Ces dernières locutions présentent cependant l'avantage de prendre les couleurs de l'objectivité, ou tout au moins de revêtir le déguisement de la neutralité, comme si leur utilisateur se lavait les mains de toute intention de sommation au lecteur, l'auteur de la formule disparaissant derrière elle : phrase sans verbe, ou verbe à l'infinitif, et autres issues de secours. Je note quand même la survie du mode impératif, qui en dit long sur la psychologie de celui qui tient la plume. Quoi qu'il en soit, en reniflant le derrière de toutes ces solutions, je ne peux m'empêcher de leur trouver une fragrance assez prononcée de faux-cul (malpropre).

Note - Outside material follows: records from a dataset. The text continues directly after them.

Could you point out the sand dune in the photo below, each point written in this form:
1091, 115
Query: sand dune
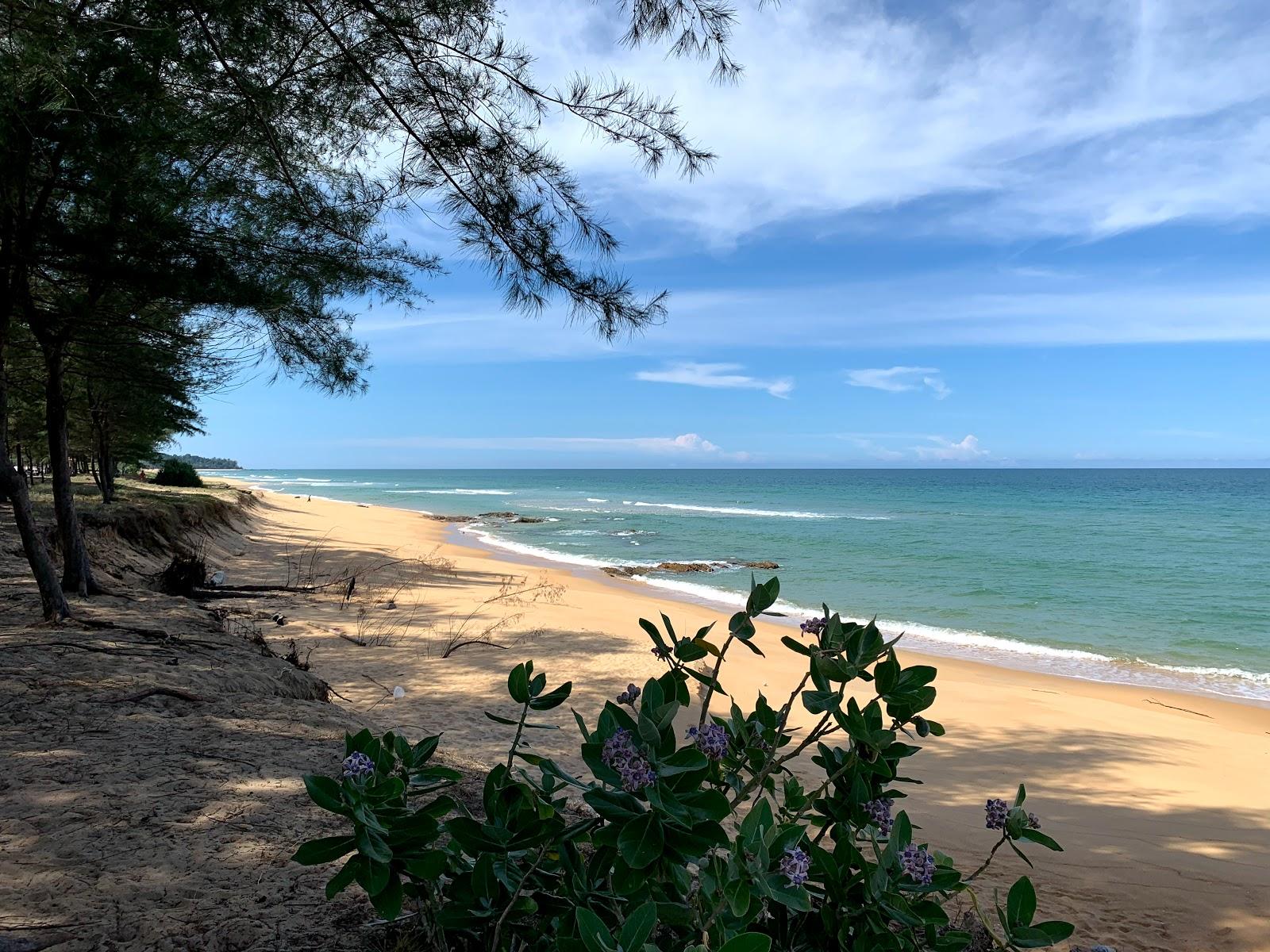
1160, 799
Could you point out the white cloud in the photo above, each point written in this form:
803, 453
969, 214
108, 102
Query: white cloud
946, 451
686, 444
715, 374
965, 308
1066, 118
897, 380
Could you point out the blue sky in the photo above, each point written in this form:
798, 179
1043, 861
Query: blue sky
971, 234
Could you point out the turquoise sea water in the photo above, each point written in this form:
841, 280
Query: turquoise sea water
1159, 577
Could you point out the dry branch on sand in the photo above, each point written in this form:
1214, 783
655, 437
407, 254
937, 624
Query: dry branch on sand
478, 628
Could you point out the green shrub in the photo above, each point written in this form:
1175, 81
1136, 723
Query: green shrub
177, 473
709, 843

Je veux bien, mais l'énoncé me reste assez obscur.
On trouve ça dans Le Progrès. La phrase est applicable en l'état à tous les festivals.
Ça y est : le grand mot du second quinquennat d'Emmanuel Macron est lâché. On n'a pas fini de le lire, de l'entendre et d'en être gavés. Ensuite, quand on se rendra compte que la sobriété ne suffit pas, on passera au mot "restriction". En attendant mieux.
Là, pas de mode impératif, mais c'est tout comme.
Le genre de formule baudruche qu'une épingle bien placée suffit à rendre à sa vraie signification.
Ouais, je vais en parler à Christiane Lambert, P.-D. G. de la F.N.S.E.A., vous savez ce clan dominé non par des paysans, mais par des chefs d'entreprises agricoles pour qui cultiver la terre ne relève pas d'une activité humaine mais d'un système industriel asservi à de merveilleux engins mécaniques comme à des intrants chimiques aux remarquables effets.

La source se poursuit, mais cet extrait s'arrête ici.